Data collection
All data will be used, stored and protected in line with General Data Protection Regulation (2018). For business purposes I am required to collect personally identifiable information such as your name, address and contact details. I am required to keep clinical notes which may contain sensitive information. Reports and other clinical letters will also by their nature contain sensitive information.
Data sharing
With a few exceptions, the information you share with me is confidential. These exceptions are laid out in my Terms and Conditions form, which you will be required to read and sign before any work can begin. I will only share information when you give explicit consent to do so, or when I have concerns about your safety or the safety of someone else, particularly when there are children involved. I may also share information during professional supervision, but this information will not identify you.
Data storage
Any information stored digitally will be password protected.

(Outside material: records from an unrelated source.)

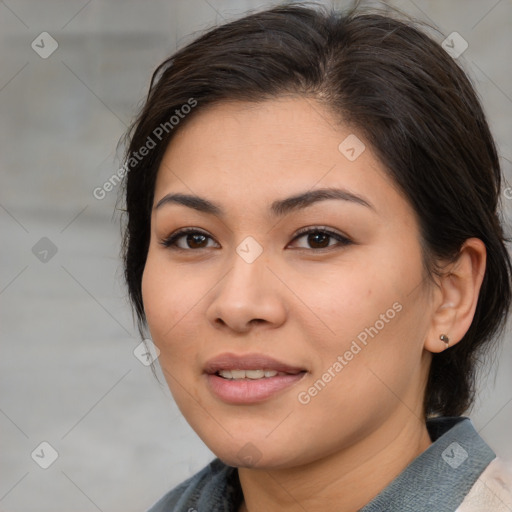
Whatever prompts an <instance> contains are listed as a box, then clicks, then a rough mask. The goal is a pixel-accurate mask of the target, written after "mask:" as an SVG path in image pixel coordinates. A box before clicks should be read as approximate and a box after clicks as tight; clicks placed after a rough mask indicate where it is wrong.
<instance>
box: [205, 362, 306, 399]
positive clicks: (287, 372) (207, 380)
mask: <svg viewBox="0 0 512 512" xmlns="http://www.w3.org/2000/svg"><path fill="white" fill-rule="evenodd" d="M237 370H238V372H237ZM243 370H245V371H243ZM257 370H263V373H264V374H265V376H262V375H261V371H260V372H257ZM246 372H247V374H246ZM204 373H205V379H206V384H207V386H208V388H209V390H210V391H211V392H212V393H213V395H215V396H216V397H217V398H219V399H220V400H222V401H223V402H225V403H228V404H234V405H250V404H258V403H261V402H265V401H266V400H269V399H270V398H273V397H275V396H278V395H280V394H281V393H284V392H285V391H286V390H290V389H291V388H292V387H293V386H294V385H296V384H297V383H298V382H300V381H301V380H302V379H303V378H304V377H305V376H306V374H307V373H308V372H307V370H305V369H304V368H300V367H298V366H292V365H289V364H287V363H284V362H282V361H278V360H276V359H273V358H271V357H268V356H265V355H263V354H244V355H236V354H232V353H226V354H221V355H219V356H217V357H215V358H213V359H210V360H209V361H208V362H207V363H206V365H205V368H204ZM243 375H245V377H243ZM226 377H227V378H226ZM240 377H242V378H240Z"/></svg>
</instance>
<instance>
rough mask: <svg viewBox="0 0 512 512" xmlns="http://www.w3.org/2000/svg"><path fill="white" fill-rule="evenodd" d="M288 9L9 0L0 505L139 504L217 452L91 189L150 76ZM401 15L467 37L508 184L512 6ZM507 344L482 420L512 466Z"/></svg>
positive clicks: (2, 281)
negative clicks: (142, 322)
mask: <svg viewBox="0 0 512 512" xmlns="http://www.w3.org/2000/svg"><path fill="white" fill-rule="evenodd" d="M277 3H278V2H257V1H250V0H245V1H234V0H223V1H221V0H174V1H170V0H166V1H163V0H153V1H151V2H142V1H134V0H123V1H121V0H108V1H107V0H68V1H64V0H60V1H59V0H38V1H36V0H31V1H29V0H6V1H3V2H0V59H1V70H0V120H1V122H0V140H1V151H0V173H1V183H2V185H1V188H0V229H1V231H0V232H1V236H2V241H3V242H2V244H1V254H2V256H1V265H0V315H1V321H0V332H1V342H2V354H3V356H2V358H1V360H0V365H1V369H0V379H1V388H0V389H1V391H0V428H1V432H2V435H1V437H0V454H1V455H0V471H1V478H0V510H6V511H7V510H9V511H23V512H32V511H37V512H46V511H48V512H50V511H52V512H55V511H66V512H71V511H82V512H86V511H95V510H102V511H105V512H107V511H108V512H121V511H123V512H126V511H140V510H144V509H146V508H147V507H149V506H150V505H151V504H152V503H153V502H154V501H155V500H156V499H157V498H159V497H160V496H161V495H162V494H163V493H164V492H166V491H167V490H169V489H170V488H171V487H172V486H174V485H176V484H177V483H178V482H181V481H182V480H183V479H184V478H186V477H188V476H189V475H191V474H193V473H195V472H196V471H198V470H199V469H200V468H202V467H203V466H204V465H205V464H206V463H207V462H208V461H209V460H211V459H212V458H213V454H212V453H211V452H210V451H209V450H208V449H207V448H206V447H205V446H204V445H203V443H202V442H201V441H200V440H199V439H198V437H197V436H196V434H195V433H194V432H193V431H192V430H191V428H190V427H189V426H188V424H187V423H186V422H185V420H184V419H183V418H182V417H181V414H180V412H179V411H178V410H177V407H176V405H175V404H174V402H173V400H172V397H171V396H170V393H169V391H168V390H167V388H166V386H165V385H161V386H159V385H158V383H157V382H156V380H155V379H154V377H153V376H152V374H151V371H150V369H149V368H148V367H146V366H144V365H143V364H142V363H141V362H140V361H139V360H138V359H137V358H136V357H135V356H134V353H133V351H134V349H135V348H136V347H137V345H138V343H139V340H138V338H137V334H136V331H135V329H134V327H133V322H132V318H131V313H130V309H129V306H128V303H127V300H126V298H125V290H124V287H123V284H122V280H121V277H122V275H121V266H120V260H119V257H118V254H119V243H120V236H119V226H118V223H117V222H118V217H116V216H113V213H114V206H115V201H116V192H117V191H116V190H114V191H111V192H109V193H108V194H106V195H105V197H104V198H102V199H97V198H95V197H94V195H93V190H94V189H95V188H97V187H100V186H102V184H103V183H104V182H105V181H106V180H107V179H108V178H109V177H110V176H111V175H112V174H113V173H114V172H115V171H116V170H117V169H118V167H119V161H118V160H117V159H116V154H115V148H116V144H117V142H118V140H119V138H120V136H121V135H122V133H123V132H124V130H125V129H126V127H127V125H128V124H129V122H130V120H131V119H132V118H133V116H134V115H135V113H136V111H137V107H138V106H139V105H140V102H141V100H142V99H143V98H144V96H145V93H146V91H147V87H148V84H149V78H150V75H151V73H152V71H153V70H154V68H155V67H156V66H157V65H158V64H159V63H160V62H161V61H162V60H163V59H164V58H166V57H167V56H168V55H170V54H171V53H172V52H174V50H175V49H176V48H177V47H181V46H183V45H185V44H186V43H188V42H190V41H191V40H192V39H193V38H194V37H196V36H197V35H198V34H199V33H201V32H202V31H204V30H206V29H207V28H209V27H212V26H213V25H215V24H219V23H222V22H224V21H227V20H229V19H233V18H235V17H238V16H240V15H242V13H243V12H244V11H246V10H247V9H253V8H260V7H264V6H270V5H274V4H277ZM372 3H373V2H372ZM336 5H341V6H343V5H347V4H346V3H343V2H336ZM393 5H396V6H398V7H400V8H401V9H403V10H404V11H406V12H408V13H410V14H413V15H415V16H417V17H419V18H421V19H425V20H427V21H429V20H430V21H432V22H433V23H435V24H436V25H437V26H439V27H440V29H441V30H442V32H443V34H444V35H448V34H450V33H451V32H453V31H457V32H458V33H460V34H461V35H462V37H463V38H464V39H465V40H466V41H467V43H468V48H467V50H466V51H465V52H464V54H463V56H462V57H460V58H459V60H460V61H461V62H462V63H463V66H464V67H465V69H466V70H467V72H468V73H469V74H470V76H471V78H472V80H473V81H474V83H475V85H476V86H477V88H478V91H479V93H480V95H481V98H482V101H483V104H484V107H485V109H486V112H487V113H488V115H489V119H490V123H491V128H492V130H493V131H494V134H495V137H496V140H497V143H498V146H499V151H500V156H501V159H502V163H503V167H504V169H505V172H506V174H507V179H510V175H511V171H512V148H511V142H510V134H511V133H512V126H511V124H512V123H511V119H512V76H511V67H510V54H511V42H512V31H511V29H510V27H511V23H512V4H511V3H510V2H509V1H506V0H502V1H496V0H486V1H477V0H469V1H467V0H455V1H451V2H445V1H441V0H431V1H427V0H415V1H412V0H403V1H400V2H393ZM439 40H442V38H441V39H439ZM55 48H56V49H55ZM53 50H55V51H53ZM52 51H53V53H52ZM509 196H510V197H504V198H503V203H504V218H505V220H506V222H507V223H509V221H510V218H511V201H512V199H511V197H512V195H511V194H509ZM504 341H505V343H504V344H503V349H502V351H501V352H500V353H499V357H498V358H497V363H499V365H498V366H496V367H495V369H493V370H492V371H491V372H490V373H489V376H488V378H487V380H485V381H484V382H483V383H482V386H481V392H480V395H479V400H478V403H477V405H476V407H475V409H474V411H473V412H472V413H471V417H472V419H473V421H474V423H475V425H476V427H477V428H478V430H479V431H480V433H481V435H482V436H483V437H484V439H486V440H487V442H488V443H489V444H490V445H491V447H493V448H494V449H495V451H497V452H498V453H499V454H500V455H502V456H503V457H505V458H509V459H511V458H512V443H511V438H510V425H511V424H512V386H511V385H510V384H511V373H512V372H511V369H512V348H511V344H510V336H509V335H508V334H507V336H506V338H505V340H504ZM160 380H161V382H162V383H163V382H164V379H163V377H161V378H160ZM41 443H48V444H43V445H41ZM43 454H44V456H43ZM53 459H55V460H54V462H53V463H52V464H51V466H49V467H48V468H47V469H43V467H41V466H45V465H48V464H49V463H51V462H52V461H53Z"/></svg>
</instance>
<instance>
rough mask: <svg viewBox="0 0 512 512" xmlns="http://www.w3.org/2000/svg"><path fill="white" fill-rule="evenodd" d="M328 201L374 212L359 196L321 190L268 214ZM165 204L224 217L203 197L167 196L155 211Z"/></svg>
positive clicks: (278, 214)
mask: <svg viewBox="0 0 512 512" xmlns="http://www.w3.org/2000/svg"><path fill="white" fill-rule="evenodd" d="M328 199H338V200H341V201H349V202H351V203H355V204H359V205H361V206H365V207H367V208H369V209H371V210H373V211H375V207H374V206H373V205H372V204H371V203H370V202H369V201H368V200H366V199H363V198H362V197H361V196H358V195H356V194H353V193H352V192H349V191H348V190H344V189H339V188H321V189H316V190H311V191H307V192H303V193H301V194H297V195H294V196H290V197H287V198H286V199H279V200H277V201H274V202H273V203H272V204H271V206H270V213H271V215H272V216H274V217H280V216H284V215H286V214H288V213H290V212H292V211H296V210H301V209H303V208H306V207H308V206H310V205H312V204H314V203H317V202H319V201H325V200H328ZM166 204H181V205H183V206H187V207H188V208H193V209H194V210H197V211H200V212H203V213H208V214H212V215H217V216H219V217H224V216H225V212H224V210H223V209H222V207H221V206H220V205H218V204H216V203H213V202H212V201H210V200H208V199H205V198H204V197H199V196H195V195H189V194H180V193H177V194H167V195H166V196H164V197H163V198H162V199H160V201H158V203H157V204H156V206H155V210H156V209H158V208H161V207H162V206H164V205H166Z"/></svg>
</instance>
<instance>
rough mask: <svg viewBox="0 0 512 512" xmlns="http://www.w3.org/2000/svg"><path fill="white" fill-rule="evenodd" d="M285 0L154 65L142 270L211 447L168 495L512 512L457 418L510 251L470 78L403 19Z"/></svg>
mask: <svg viewBox="0 0 512 512" xmlns="http://www.w3.org/2000/svg"><path fill="white" fill-rule="evenodd" d="M317 7H318V8H317V9H314V8H309V7H306V6H301V5H293V6H279V7H275V8H272V9H269V10H266V11H262V12H258V13H253V14H251V15H249V16H246V17H245V18H242V19H239V20H236V21H234V22H230V23H228V24H226V25H223V26H220V27H217V28H215V29H212V30H211V31H209V32H208V33H206V34H205V35H203V36H201V37H199V38H198V39H197V40H195V41H193V42H192V43H191V44H189V45H188V46H186V47H185V48H183V49H181V50H180V51H178V52H177V53H176V54H175V55H174V56H172V57H171V58H170V59H168V60H166V61H165V62H164V63H162V64H161V65H160V66H159V68H158V69H157V70H156V72H155V74H154V75H153V79H152V82H151V87H150V92H149V95H148V98H147V101H146V103H145V105H144V107H143V109H142V111H141V113H140V115H139V116H138V118H137V120H136V121H135V123H134V125H133V127H132V130H131V131H130V134H129V145H128V150H127V155H126V162H127V164H126V165H127V171H128V172H127V176H126V196H125V197H126V212H127V224H126V229H125V253H124V257H125V276H126V280H127V283H128V288H129V293H130V298H131V300H132V302H133V305H134V309H135V312H136V315H137V318H138V322H139V328H140V330H141V334H143V333H144V329H145V328H146V326H147V327H149V331H150V333H151V338H152V340H153V342H154V344H155V345H156V347H157V348H158V350H159V353H160V356H159V361H160V365H161V368H162V371H163V373H164V375H165V378H166V380H167V383H168V385H169V388H170V390H171V392H172V394H173V396H174V399H175V400H176V403H177V404H178V406H179V408H180V410H181V412H182V413H183V415H184V417H185V418H186V419H187V421H188V423H189V424H190V425H191V427H192V428H193V429H194V430H195V431H196V432H197V434H198V435H199V436H200V438H201V439H202V440H203V441H204V442H205V443H206V445H207V446H208V447H209V448H210V449H211V450H212V451H213V452H214V453H215V454H216V455H217V457H218V458H216V459H215V460H214V461H212V463H211V464H209V465H208V466H207V467H205V468H204V469H203V470H202V471H200V472H199V473H197V474H196V475H194V476H193V477H191V478H190V479H188V480H187V481H185V482H183V483H182V484H181V485H179V486H178V487H176V488H175V489H172V490H171V491H170V492H169V493H168V494H167V495H165V496H164V497H163V498H162V499H161V500H159V501H158V503H156V504H155V505H154V506H153V507H152V508H151V511H152V512H157V511H171V510H173V511H174V510H183V511H185V510H189V511H190V510H199V511H201V510H213V511H220V510H222V511H228V510H229V511H232V510H233V511H234V510H236V511H247V510H248V511H259V510H265V511H275V510H287V511H292V510H307V511H310V512H314V511H317V510H336V511H337V512H349V511H350V512H353V511H356V510H361V511H364V512H370V511H371V512H373V511H382V510H386V511H420V510H429V511H430V510H436V511H441V510H442V511H444V510H446V511H455V510H457V511H459V512H462V511H464V512H467V511H473V510H510V507H512V498H511V495H512V491H511V487H512V485H511V481H512V477H511V475H512V473H511V472H510V470H509V469H507V468H506V467H505V465H504V463H503V462H502V461H501V460H500V459H499V458H497V457H496V454H495V453H494V452H493V451H492V450H491V448H490V447H489V446H488V445H487V444H486V443H485V442H484V440H483V439H482V438H481V437H480V436H479V435H478V433H477V432H476V430H475V429H474V427H473V424H472V423H471V420H470V419H469V418H468V417H465V416H462V414H463V413H464V412H465V411H466V410H468V408H469V407H470V406H471V405H472V403H473V400H474V393H475V390H474V379H475V371H476V362H477V360H478V358H479V357H480V356H481V355H482V354H483V353H485V352H486V351H488V350H489V348H490V346H491V345H492V343H493V340H496V339H497V336H498V334H499V333H500V331H501V329H502V327H503V324H504V321H505V319H506V314H507V312H508V309H509V305H510V300H511V263H510V259H509V256H508V254H507V250H506V247H505V244H504V237H503V232H502V228H501V225H500V221H499V217H498V213H497V207H498V199H499V194H500V187H501V174H500V166H499V161H498V157H497V153H496V148H495V144H494V141H493V139H492V136H491V134H490V132H489V128H488V124H487V122H486V119H485V117H484V114H483V112H482V108H481V106H480V104H479V101H478V99H477V97H476V95H475V92H474V90H473V88H472V86H471V84H470V82H469V81H468V79H467V78H466V76H465V74H464V73H463V71H461V69H460V68H459V67H458V66H457V64H456V63H455V62H454V61H453V59H452V58H451V57H450V56H449V55H448V54H447V53H446V52H445V51H444V50H443V48H442V47H441V46H439V45H438V44H437V43H436V42H434V41H433V40H431V39H430V38H429V37H428V36H427V35H425V34H424V33H422V32H421V31H419V30H418V29H416V28H414V27H413V26H412V23H409V22H404V21H400V20H398V19H394V18H391V17H388V16H383V15H379V14H370V13H365V12H360V11H357V10H353V11H351V12H347V13H340V12H336V11H334V10H333V11H329V12H328V11H327V10H326V9H324V8H322V7H321V6H317Z"/></svg>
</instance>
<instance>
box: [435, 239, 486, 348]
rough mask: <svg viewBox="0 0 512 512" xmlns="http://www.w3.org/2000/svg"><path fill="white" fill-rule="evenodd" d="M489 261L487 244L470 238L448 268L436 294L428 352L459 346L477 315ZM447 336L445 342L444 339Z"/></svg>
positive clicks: (465, 243)
mask: <svg viewBox="0 0 512 512" xmlns="http://www.w3.org/2000/svg"><path fill="white" fill-rule="evenodd" d="M486 261H487V251H486V248H485V244H484V243H483V242H482V240H480V239H479V238H468V239H467V240H466V241H465V242H464V244H463V245H462V247H461V249H460V252H459V256H458V258H457V260H456V261H455V262H453V263H450V264H449V265H447V266H446V268H445V269H444V272H443V276H442V277H439V280H438V286H437V287H435V290H434V293H433V308H434V309H433V315H432V321H431V325H430V328H429V330H428V332H427V336H426V338H425V349H426V350H428V351H430V352H442V351H443V350H446V349H447V348H449V347H451V346H453V345H455V344H456V343H458V342H459V341H460V340H461V339H462V338H463V337H464V335H465V334H466V332H467V331H468V329H469V327H470V325H471V322H472V321H473V317H474V315H475V310H476V305H477V302H478V295H479V293H480V288H481V286H482V281H483V278H484V274H485V265H486ZM441 335H444V336H447V337H448V339H449V341H448V342H446V341H443V340H442V339H440V336H441Z"/></svg>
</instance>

Hard copies of documents containing personal, identifiable or sensitive information will be secured in locked storage. As per professional guidelines, your information will be destroyed no more than 7 years after discharge.
Right to access
You have the right to request copies of personal information held about you, and to ask me to correct or change any incorrect information held about you.
Right to be forgotten
According to GDPR, there are some circumstances under which you have the right to ask an organisation to delete information held about you. This is not an absolute right, and health professionals are unlikely to be able to fully comply with such a request because of the legal basis upon which we store and process data (to provide a contracted service, establish or defend against legal claims, provide health or social care). However, as mentioned above, you do have a right to ask me to correct or change any incorrect information I hold about you.